This is the summary of a fitted model on Titanic dataset in r
Estimate Std. Error z value Pr(>|z|)
(Intercept) 7.668775 0.641018 11.963 < 2e-16
Pclass -1.098189 0.137969 -7.960 1.72e-15
Sex:male -2.726408 0.194561 -14.013 < 2e-16
Age -0.039385 0.007773 -5.067 4.05e-07
Sibling -0.378646 0.106212 -3.565 0.000364
I want to interpret the coefficients for sibling and sex. I'm confused on the statements below, which is correct and which is incorrect:
For sibling:
Keeping all other predictors constant then, the odd ratio of survival for having an additional sibling is $e^{-0.38}=0.68$
Keeping all other predictors constant then, the log odd ratio of survival for having an additional sibling decreases by 0.38 units (what does it mean?)
Keeping all other predictors constant then, the odd ratio of survival for having an additional sibling decreases/increases by 0.68 units
Keeping all other predictors constant then, the odd ratio of survival for having an additional sibling is 0.68 times lower (less likely)

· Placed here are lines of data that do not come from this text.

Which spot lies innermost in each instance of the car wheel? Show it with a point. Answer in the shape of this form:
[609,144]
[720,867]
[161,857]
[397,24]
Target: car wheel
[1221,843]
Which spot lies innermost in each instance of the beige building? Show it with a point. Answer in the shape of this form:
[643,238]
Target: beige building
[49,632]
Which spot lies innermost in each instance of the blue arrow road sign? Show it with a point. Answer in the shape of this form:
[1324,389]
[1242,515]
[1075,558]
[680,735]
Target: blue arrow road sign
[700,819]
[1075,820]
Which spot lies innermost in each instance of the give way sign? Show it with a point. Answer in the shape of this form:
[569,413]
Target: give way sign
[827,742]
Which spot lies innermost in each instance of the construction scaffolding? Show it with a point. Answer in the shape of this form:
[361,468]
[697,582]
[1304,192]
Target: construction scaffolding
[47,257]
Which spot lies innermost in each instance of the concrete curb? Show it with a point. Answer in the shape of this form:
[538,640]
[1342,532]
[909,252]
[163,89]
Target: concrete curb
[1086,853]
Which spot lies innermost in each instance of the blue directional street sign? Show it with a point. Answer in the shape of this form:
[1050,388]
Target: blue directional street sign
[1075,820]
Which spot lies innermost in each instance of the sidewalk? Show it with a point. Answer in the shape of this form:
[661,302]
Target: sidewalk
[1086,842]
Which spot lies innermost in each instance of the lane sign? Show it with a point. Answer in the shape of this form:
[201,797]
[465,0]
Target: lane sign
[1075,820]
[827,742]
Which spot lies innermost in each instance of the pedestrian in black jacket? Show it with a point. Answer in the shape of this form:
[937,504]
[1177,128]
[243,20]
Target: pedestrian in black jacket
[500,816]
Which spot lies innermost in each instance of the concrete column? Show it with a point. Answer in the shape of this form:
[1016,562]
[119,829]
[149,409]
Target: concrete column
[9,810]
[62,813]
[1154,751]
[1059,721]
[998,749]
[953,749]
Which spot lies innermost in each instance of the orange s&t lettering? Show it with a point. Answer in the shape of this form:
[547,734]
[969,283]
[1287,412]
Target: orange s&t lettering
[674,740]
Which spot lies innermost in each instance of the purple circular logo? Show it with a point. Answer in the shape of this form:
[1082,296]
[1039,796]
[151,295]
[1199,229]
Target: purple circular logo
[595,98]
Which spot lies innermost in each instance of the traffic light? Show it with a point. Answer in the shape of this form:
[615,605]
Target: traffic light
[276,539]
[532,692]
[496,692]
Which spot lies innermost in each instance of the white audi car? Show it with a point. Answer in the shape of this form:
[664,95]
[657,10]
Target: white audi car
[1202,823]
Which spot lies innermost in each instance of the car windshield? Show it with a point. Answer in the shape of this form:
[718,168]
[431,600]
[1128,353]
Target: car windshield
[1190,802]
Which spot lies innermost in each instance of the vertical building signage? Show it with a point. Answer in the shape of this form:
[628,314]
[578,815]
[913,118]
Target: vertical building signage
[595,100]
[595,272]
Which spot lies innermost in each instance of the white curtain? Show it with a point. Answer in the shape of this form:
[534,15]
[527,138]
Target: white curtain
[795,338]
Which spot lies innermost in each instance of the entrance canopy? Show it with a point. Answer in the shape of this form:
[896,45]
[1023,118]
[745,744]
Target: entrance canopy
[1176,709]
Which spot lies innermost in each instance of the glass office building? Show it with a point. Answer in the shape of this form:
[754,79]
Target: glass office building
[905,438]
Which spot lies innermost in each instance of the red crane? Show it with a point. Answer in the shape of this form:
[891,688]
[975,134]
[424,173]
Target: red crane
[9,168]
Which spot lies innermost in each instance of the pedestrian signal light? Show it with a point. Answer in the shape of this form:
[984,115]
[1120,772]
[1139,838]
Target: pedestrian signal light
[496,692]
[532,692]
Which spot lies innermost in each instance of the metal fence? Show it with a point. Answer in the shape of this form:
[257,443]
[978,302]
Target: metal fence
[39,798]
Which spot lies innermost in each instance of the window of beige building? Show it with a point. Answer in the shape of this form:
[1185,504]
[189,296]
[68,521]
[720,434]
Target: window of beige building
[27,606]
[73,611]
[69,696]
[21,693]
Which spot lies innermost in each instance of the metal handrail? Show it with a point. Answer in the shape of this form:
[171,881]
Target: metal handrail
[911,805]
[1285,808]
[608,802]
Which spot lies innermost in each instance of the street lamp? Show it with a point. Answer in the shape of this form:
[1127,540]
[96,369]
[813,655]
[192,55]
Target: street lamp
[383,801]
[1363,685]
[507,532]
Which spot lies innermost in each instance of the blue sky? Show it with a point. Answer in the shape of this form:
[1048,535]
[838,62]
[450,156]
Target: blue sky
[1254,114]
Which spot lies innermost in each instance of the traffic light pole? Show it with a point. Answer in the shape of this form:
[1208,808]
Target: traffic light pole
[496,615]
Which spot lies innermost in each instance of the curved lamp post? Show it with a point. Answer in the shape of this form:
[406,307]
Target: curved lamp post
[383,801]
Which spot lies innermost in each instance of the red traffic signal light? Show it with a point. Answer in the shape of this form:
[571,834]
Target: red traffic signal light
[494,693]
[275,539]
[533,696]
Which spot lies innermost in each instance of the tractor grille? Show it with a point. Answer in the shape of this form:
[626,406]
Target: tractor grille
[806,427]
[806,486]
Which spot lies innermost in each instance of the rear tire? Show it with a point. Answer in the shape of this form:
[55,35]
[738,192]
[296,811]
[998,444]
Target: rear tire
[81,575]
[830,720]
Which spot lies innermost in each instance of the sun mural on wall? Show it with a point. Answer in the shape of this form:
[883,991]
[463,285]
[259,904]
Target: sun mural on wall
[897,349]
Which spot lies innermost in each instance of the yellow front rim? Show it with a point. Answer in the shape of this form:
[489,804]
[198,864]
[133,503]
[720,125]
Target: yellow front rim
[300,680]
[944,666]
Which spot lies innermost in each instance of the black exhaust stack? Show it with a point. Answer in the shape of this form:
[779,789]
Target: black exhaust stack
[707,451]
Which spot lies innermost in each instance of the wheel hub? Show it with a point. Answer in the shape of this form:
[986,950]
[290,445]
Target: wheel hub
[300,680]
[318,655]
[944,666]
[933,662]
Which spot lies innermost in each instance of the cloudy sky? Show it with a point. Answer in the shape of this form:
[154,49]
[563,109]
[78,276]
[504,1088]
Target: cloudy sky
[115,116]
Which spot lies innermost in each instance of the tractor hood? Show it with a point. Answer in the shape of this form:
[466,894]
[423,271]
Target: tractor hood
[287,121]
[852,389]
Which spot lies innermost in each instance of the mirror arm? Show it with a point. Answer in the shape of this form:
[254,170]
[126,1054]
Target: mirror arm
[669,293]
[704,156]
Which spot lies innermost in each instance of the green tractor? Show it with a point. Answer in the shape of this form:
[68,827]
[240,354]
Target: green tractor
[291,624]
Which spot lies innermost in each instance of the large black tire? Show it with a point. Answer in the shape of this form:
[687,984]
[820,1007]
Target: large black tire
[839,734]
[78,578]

Keeping all other predictors constant then, the probability of survival for having an additional sibling is $sigmoid(-0.38)$ lower
When the other predictors are held constant, the odds ratio of survival between the given level (Male) and the reference level (Female) is -2.73 lower.
....
The coefficient is negative and the odd ratio is positive but below one, however I can't relate them to the response variable and how it affects the response variable.